Deliberately undermines agency credibility. By assuming that WMD scientists can’t be trusted to figure out an MFL without help, the message is that they can’t be trusted on anything.
Paying for nitpicking. It is a very safe bet that the paid members of the peer review panel will find “something” wrong and recommend more research.
Incentivizes wasteful reviews. The WMDs have to practice defensive medicine. They must undertake “peer review” for almost every waterbody, whether merited or not, because it would look bad to omit it.
Scientific veneer. Ultimately, the governing board of a water management district has to decide what level of change in a flow or level would cause “significant” harm and the appropriate baseline for decision. Not the peer review panel. That final decision is imbued with policy and value preferences, not scientific determinations.

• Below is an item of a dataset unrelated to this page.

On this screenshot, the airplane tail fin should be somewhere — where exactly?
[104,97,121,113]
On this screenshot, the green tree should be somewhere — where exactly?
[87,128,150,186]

Minimal legal significance. The WMD governing board has to give only “significant weight” to the peer review panel report. In the case of a legal challenge, Administrative Law Judges don’t have to give it even that weight.
The so-called “peer review” process is really about making it as difficult as possible to adopt an adequate minimum flow and level. Those who love peer review panels for MFLs never demand that it precede the issuance of big water water use or wetland permits.